You see the Bible is a love story. It begins with the marriage of Adam and Eve. It ends with the marriage of the Lord Jesus to His people (Revelation 19). And all throughout we are told that our relationship to the Lord is likea marriage. He is not simply our Master, but our Husband as well.
But the course of true love never did run smooth. Which brings us to Hosea. He was a contemporary of Isaiah, living in the northern kingdom in the 8th century BC.
Essentially the LORD said to Hosea, “I’ve got a task for you. You’re going to experience what it feels like to be Me in the great Love Story.” This is what happened:
“The LORD said to Hosea, Go, take unto thee a wife of whoredoms and children of whoredoms: for the land hath committed great whoredom, departing from the LORD. So he went and took Gomer.” (Hosea 1:2-3)
When Hosea marries the prostitute Gomer, the world is shown a little of how we treat the LORD. True to form, Gomer doesn’t stick around for long She leaves the marital home and returns to the brothel. But Hosea’s job was not over. Even though she left him, God called him to pursue her and to win her back. This is what He tells poor Hosea:
“Then said the LORD unto me, Go yet, love a woman beloved of her friend, yet an adulteress, according to the love of the LORD toward the children of Israel, who look to other gods, and love flagons of wine. 2 So I bought her to me for fifteen pieces of silver, and for an homer of barley, and an half homer of barley: 3 And I said unto her, Thou shalt abide for me many days; thou shalt not play the harlot, and thou shalt not be for another man: so will I also be for thee.” (Hosea 3:1-3)

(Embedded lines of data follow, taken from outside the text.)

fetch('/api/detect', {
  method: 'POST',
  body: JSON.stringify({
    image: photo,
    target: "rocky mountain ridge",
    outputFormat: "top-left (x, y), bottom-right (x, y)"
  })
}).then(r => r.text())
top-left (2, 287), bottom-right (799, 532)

Hosea has to go to the brothel and pay 15 shekels – the prostitute-price – to get his wife back.
Can you imagine it? Banging on the brothel door. “I’m here for Gomer… I’m her husband… Fine, I’ll pay whatever it costs, I just want her back.”

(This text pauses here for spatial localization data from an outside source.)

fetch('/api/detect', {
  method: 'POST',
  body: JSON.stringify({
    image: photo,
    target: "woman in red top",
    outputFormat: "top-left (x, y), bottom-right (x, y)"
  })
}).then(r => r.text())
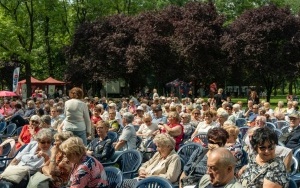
top-left (16, 115), bottom-right (41, 149)
top-left (158, 111), bottom-right (184, 151)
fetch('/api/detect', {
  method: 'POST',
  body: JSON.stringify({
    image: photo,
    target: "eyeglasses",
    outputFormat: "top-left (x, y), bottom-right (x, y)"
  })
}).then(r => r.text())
top-left (208, 140), bottom-right (223, 146)
top-left (40, 140), bottom-right (51, 144)
top-left (258, 144), bottom-right (275, 151)
top-left (31, 120), bottom-right (39, 124)
top-left (194, 113), bottom-right (200, 115)
top-left (96, 127), bottom-right (104, 130)
top-left (181, 116), bottom-right (187, 119)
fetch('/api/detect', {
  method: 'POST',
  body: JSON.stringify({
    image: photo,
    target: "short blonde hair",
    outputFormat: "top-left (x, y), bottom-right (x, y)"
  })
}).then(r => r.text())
top-left (54, 131), bottom-right (74, 142)
top-left (97, 120), bottom-right (110, 129)
top-left (168, 111), bottom-right (180, 122)
top-left (223, 124), bottom-right (240, 140)
top-left (143, 113), bottom-right (152, 121)
top-left (59, 137), bottom-right (86, 157)
top-left (153, 134), bottom-right (175, 149)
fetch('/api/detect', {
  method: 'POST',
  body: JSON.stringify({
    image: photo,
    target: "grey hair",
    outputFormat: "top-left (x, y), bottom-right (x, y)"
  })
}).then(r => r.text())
top-left (153, 134), bottom-right (175, 150)
top-left (218, 111), bottom-right (229, 120)
top-left (123, 112), bottom-right (134, 124)
top-left (232, 104), bottom-right (240, 110)
top-left (211, 147), bottom-right (236, 167)
top-left (36, 128), bottom-right (53, 141)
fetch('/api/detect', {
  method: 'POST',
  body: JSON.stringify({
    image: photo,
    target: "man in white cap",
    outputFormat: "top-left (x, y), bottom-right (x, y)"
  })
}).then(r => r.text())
top-left (279, 112), bottom-right (300, 152)
top-left (132, 106), bottom-right (144, 125)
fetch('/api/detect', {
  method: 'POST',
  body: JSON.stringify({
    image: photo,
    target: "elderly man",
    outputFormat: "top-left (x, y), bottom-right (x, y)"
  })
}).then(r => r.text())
top-left (279, 112), bottom-right (300, 152)
top-left (114, 112), bottom-right (137, 151)
top-left (152, 105), bottom-right (167, 125)
top-left (199, 148), bottom-right (242, 187)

He is so vulnerable. He’sputting his heart on the line once again with a woman who keeps spurning his love. Why should he pay for his own wife? Because that’s what the LORD is like.
When we look to the Cross, we see a Husband who has left His home, come to our house of slavery, begs us to return and who pays the price to redeem us. He is vulnerable, and shamed, arms outstretched to receive us back.
What is your view of the LORD?
An impersonal force? A Sergeant-Major in the Sky? A Heavenly Slave-Driver? A Moral Policeman? A Cosmic Headmaster? If we’ve inherited such views, it’s not been from the Bible.
In the Bible, the LORD is a Bridegroom. A Husband. A Royal Prince, who pledges Himself in marriage to we who “play the harlot.”
This means the LORD is not looking for soldiers, slaves or moralists, He’s not seeking good intentions, good efforts or good works. He’s calling Gomers to come home.